After a short (and frankly inexplicable) intro we’re immediately dropped into a deep, dark and Wobble-y rich bass groove that tells us that, indeed, we’ve stumbled into some impossibly resonant post-punk paydirt. This isn’t hyperbole, nor is it a one-track fluke. From here to fade-out, the vein is inexhaustible.
To the melodic fore is that prominent bass, making statements, giving you shivers, making you smile. On “A Second Skin” – and really, throughout – the agility and presence of the Claire Miskimmin’s playing is simply hypnotic, we’re lured in and the sheer sirenic beauty of Cathal Cully’s commanding, ghostly vocals, Philip Quinn’s at times chimy, at times menacing guitar and the hopskipped drumming (co-founder Neil Brogan) completes the spell. Second track “Piturra Infamante” will have you lurching about in thrumming joy such that seeing them live will become your new obsession. “Occultation” is transfixing enough you might slip into a swaying coma and at the center of all this of course is Cully’s sweepingly clean production and, most important, hooks, hooks, more hooks and tunes. Other than that misbegotten opening (which is only fifty seconds, is gone before you know it), The New Life is gorgeously flush with them.
There’s an emerging tide of bands mining the still-rich beds of that initial Cambrian explosion that was 1977-82 – Savages new album lies just over the horizon as a very tantalizing example (the post-punk tab on Bandcamp will also exuberantly confirm this) – and I for one am thrilled down to the marrow, especially as this crop of revivalists exhibits a depth, commitment, and skill that easily overshadows the previous Kaiser Franz Bloc that appeared, to my eyes and ears (though I enjoyed their dalliance with the mainstream), as more concerned with the sheen of the origin sound and a tad less keen on prowling about its darker heart.

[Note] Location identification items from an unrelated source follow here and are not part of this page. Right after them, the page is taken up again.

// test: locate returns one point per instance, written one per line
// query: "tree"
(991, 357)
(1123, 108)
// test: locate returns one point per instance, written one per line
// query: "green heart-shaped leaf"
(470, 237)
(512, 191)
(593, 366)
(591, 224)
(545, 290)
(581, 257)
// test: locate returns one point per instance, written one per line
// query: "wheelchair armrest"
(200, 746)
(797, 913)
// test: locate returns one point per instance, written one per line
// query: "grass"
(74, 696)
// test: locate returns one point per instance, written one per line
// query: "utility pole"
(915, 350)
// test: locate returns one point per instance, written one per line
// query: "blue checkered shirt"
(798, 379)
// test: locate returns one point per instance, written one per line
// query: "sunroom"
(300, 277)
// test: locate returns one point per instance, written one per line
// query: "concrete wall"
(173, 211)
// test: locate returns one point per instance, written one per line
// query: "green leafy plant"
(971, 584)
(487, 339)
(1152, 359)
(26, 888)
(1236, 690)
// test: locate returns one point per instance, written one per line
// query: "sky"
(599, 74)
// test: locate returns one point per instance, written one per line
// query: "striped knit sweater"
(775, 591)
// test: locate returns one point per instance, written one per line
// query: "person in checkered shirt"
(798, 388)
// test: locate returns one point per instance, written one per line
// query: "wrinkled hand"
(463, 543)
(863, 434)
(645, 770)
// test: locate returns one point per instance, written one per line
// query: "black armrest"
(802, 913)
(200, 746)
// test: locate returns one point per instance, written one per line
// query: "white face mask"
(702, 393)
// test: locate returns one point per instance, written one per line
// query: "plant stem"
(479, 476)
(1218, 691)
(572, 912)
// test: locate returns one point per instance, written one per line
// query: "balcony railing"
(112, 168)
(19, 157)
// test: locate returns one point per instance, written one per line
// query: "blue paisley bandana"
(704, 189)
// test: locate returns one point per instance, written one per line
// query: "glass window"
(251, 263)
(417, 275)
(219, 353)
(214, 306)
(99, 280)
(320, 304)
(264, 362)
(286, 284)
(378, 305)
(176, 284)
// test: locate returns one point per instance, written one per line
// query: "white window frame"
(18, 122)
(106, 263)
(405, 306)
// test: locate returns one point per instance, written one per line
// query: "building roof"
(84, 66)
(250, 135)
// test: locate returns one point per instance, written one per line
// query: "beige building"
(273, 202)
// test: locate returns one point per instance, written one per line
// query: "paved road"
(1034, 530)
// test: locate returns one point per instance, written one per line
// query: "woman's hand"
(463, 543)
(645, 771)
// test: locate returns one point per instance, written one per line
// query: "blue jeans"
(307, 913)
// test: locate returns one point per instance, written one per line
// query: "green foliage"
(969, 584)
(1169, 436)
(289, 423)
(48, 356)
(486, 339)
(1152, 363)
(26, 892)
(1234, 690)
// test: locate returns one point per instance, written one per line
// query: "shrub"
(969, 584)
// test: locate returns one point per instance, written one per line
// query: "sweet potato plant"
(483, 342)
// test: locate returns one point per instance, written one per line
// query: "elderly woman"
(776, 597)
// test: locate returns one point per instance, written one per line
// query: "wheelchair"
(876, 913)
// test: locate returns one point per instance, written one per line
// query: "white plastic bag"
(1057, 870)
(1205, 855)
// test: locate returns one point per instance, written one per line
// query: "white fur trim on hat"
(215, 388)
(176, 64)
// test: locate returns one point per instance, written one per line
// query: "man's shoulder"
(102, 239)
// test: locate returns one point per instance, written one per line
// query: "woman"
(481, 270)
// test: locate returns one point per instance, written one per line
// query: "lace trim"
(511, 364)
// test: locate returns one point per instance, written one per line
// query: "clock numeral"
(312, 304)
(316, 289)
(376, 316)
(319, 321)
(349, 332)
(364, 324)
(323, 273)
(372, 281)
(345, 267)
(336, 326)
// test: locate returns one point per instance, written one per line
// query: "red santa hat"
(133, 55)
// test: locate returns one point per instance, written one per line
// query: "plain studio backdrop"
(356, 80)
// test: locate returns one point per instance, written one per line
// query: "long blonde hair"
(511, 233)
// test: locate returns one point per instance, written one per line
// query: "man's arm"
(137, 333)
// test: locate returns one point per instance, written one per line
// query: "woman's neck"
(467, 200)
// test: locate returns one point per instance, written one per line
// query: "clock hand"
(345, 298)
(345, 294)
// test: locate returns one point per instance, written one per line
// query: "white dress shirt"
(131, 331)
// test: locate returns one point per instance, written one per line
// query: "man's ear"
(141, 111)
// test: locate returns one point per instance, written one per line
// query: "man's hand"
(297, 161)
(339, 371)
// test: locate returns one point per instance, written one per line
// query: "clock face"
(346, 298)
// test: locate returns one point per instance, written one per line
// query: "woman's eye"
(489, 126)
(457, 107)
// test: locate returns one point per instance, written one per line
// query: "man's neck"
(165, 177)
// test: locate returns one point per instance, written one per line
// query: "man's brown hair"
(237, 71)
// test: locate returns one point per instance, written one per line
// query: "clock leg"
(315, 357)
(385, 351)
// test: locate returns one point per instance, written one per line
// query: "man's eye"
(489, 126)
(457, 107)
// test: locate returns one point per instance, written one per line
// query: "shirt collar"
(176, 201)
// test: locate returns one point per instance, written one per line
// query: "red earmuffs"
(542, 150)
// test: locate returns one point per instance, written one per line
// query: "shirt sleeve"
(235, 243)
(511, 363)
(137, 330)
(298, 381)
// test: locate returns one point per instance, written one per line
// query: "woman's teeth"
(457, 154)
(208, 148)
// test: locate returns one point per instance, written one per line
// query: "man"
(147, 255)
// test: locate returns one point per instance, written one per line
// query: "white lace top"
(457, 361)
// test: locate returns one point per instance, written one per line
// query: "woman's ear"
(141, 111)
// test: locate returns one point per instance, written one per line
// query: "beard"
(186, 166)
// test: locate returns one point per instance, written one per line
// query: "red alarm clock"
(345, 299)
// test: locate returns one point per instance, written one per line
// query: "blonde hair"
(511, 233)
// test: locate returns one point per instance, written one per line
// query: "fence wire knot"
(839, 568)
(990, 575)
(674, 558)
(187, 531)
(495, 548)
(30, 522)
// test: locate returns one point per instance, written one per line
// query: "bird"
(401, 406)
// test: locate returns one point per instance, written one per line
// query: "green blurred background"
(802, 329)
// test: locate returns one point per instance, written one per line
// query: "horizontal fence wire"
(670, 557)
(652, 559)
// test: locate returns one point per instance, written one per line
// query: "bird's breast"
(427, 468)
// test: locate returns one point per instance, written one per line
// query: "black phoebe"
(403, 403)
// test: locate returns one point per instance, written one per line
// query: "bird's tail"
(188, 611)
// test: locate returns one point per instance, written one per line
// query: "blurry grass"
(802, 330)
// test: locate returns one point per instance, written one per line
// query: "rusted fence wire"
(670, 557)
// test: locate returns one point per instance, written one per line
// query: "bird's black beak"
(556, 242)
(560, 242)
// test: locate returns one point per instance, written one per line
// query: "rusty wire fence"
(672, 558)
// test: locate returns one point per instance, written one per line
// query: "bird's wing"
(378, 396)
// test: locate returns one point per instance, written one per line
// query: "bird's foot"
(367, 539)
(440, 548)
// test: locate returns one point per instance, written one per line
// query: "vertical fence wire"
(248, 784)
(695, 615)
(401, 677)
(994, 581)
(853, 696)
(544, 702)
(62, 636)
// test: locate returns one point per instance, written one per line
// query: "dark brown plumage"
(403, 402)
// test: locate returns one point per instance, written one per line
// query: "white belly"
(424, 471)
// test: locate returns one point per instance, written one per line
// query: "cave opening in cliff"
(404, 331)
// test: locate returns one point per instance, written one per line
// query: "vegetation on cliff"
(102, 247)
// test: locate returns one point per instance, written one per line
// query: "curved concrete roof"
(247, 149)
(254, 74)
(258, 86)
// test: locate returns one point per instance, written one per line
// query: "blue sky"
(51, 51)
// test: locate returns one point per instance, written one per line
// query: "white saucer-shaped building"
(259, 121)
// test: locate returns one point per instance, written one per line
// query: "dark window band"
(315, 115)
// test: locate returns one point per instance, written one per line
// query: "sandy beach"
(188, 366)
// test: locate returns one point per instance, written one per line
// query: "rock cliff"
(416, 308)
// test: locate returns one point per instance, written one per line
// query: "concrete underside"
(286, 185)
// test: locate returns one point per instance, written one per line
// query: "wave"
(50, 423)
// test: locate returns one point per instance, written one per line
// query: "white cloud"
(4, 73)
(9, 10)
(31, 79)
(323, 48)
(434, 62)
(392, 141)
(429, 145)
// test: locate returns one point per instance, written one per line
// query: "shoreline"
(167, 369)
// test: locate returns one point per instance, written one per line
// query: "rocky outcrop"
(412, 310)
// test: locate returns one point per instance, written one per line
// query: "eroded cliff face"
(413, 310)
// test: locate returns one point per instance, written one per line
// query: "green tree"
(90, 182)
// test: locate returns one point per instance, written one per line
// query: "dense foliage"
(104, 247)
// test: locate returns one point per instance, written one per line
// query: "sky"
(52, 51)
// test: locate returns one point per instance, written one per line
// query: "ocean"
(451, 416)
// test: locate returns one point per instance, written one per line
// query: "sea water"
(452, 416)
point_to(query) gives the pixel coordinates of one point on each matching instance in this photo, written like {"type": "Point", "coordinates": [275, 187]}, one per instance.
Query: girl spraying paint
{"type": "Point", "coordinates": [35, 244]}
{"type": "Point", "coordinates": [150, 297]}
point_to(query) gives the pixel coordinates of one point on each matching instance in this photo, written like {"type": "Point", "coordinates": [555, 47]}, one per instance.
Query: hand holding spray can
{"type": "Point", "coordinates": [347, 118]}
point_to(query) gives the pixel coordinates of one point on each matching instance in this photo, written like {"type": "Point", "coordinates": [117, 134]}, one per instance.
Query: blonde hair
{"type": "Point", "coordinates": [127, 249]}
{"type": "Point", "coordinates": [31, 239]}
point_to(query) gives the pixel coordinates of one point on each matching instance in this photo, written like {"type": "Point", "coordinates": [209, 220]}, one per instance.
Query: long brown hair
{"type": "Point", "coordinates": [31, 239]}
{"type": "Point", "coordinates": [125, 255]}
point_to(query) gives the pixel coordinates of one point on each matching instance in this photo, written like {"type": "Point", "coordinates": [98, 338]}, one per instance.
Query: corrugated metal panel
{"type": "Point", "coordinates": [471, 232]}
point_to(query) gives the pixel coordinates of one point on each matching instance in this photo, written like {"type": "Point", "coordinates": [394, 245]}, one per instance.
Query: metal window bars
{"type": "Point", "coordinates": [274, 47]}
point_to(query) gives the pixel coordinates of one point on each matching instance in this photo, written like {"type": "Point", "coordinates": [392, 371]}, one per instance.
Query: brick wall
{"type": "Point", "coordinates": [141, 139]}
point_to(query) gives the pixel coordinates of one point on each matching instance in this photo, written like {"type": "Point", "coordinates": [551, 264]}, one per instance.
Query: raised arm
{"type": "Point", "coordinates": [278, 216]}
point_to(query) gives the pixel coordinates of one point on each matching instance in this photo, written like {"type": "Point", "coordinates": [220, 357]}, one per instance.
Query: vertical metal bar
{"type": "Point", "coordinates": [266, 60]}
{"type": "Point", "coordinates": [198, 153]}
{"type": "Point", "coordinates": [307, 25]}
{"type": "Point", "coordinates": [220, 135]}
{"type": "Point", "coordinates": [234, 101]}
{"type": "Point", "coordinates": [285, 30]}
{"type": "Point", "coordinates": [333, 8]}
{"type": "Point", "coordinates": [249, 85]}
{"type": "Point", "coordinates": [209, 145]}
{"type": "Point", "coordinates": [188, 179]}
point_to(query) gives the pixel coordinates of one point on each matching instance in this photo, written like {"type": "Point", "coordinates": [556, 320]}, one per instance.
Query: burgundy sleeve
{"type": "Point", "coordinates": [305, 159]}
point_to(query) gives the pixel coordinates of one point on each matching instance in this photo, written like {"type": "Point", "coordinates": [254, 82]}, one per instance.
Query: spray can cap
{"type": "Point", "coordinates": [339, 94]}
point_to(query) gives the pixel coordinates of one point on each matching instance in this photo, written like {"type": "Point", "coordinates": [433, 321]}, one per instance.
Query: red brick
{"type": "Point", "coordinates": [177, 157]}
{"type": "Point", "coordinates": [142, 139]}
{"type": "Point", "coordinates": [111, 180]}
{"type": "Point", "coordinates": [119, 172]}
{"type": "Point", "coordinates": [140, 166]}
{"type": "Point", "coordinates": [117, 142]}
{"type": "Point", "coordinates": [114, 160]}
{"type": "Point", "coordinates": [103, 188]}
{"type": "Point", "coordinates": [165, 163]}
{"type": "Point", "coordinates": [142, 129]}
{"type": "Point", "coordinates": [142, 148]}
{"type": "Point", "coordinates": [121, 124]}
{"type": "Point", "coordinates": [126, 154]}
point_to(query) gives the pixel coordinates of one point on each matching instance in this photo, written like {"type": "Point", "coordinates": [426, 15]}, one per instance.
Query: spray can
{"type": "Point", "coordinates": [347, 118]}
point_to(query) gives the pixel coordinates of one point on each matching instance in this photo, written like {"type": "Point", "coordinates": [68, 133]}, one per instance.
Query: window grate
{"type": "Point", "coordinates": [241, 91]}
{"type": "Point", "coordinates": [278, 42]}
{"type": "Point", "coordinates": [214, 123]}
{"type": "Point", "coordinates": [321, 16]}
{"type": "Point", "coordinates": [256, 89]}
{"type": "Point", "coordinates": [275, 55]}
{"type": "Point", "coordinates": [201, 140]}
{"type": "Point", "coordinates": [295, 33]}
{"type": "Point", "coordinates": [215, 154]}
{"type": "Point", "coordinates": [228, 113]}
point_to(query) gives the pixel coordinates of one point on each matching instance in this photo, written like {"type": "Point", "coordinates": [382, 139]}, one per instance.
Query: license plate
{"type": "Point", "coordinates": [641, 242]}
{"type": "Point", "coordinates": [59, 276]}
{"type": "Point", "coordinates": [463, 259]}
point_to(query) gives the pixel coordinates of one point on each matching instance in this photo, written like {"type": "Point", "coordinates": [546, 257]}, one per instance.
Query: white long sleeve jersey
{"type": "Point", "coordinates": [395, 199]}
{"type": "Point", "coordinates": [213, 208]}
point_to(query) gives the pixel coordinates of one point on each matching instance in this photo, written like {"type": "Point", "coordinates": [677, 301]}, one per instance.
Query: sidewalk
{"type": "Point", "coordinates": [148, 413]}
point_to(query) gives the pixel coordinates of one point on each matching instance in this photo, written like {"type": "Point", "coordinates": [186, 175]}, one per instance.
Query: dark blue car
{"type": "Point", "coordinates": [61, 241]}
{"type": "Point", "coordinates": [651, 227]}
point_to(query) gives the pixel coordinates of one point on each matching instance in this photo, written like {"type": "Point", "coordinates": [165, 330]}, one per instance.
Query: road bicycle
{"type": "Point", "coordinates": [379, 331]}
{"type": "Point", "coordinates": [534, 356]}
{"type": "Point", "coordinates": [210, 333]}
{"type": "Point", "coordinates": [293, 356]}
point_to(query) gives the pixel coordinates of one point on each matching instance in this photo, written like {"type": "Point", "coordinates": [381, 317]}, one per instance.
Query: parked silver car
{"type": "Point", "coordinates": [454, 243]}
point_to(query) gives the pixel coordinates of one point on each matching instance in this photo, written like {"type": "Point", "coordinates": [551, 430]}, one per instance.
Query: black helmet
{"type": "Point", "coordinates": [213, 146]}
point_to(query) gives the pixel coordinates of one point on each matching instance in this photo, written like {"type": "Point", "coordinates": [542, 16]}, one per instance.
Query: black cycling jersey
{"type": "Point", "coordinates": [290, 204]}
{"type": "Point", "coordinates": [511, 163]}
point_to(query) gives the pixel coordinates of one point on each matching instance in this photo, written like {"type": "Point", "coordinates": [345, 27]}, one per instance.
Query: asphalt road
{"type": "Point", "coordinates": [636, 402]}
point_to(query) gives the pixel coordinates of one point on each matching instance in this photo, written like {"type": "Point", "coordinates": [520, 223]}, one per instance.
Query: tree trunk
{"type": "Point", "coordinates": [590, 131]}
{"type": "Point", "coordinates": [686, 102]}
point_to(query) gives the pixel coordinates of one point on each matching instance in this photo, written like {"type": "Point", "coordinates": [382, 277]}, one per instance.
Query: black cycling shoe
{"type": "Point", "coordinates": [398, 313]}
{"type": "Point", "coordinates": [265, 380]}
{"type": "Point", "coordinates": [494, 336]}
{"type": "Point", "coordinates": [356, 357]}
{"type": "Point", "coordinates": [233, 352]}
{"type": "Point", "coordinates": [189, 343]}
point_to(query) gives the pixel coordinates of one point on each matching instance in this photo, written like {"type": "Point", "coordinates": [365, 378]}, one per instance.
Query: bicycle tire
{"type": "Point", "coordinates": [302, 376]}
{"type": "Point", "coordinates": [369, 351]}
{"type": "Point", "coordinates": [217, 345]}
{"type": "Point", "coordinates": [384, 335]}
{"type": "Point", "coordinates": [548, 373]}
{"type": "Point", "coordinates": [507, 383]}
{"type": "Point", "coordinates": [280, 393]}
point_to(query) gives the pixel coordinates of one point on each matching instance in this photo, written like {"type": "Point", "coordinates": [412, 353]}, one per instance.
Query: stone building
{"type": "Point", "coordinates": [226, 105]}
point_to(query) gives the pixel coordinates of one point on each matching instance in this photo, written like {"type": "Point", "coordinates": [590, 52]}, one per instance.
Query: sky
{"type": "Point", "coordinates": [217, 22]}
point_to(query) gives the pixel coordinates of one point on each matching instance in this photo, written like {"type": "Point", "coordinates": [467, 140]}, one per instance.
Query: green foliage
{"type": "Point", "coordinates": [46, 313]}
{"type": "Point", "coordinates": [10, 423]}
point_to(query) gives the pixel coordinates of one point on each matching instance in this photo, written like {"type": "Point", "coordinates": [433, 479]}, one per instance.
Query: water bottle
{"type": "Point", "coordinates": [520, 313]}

On The New Life, Girls Names display an easy willingness to plumb the further reaches rather than settling for the acolyte’s dash through the more obvious – and facile – fringes. Granted, it occupies the somewhat straight-ahead end of the spectrum – think The Sound, The Lines – and I await the Slits/Pop Group/PiL experimentalists that will inevitably join the parade, but for now, finding myself swooned inside the long, head-nodding lope of the album-ending title track, irresistibly drawn through A Forest that’s not so much socked in gloom as in a propulsive twilight, I’m filled with this kind of wonderfully agitated contentment. Girls Names are, in essence, playing my song.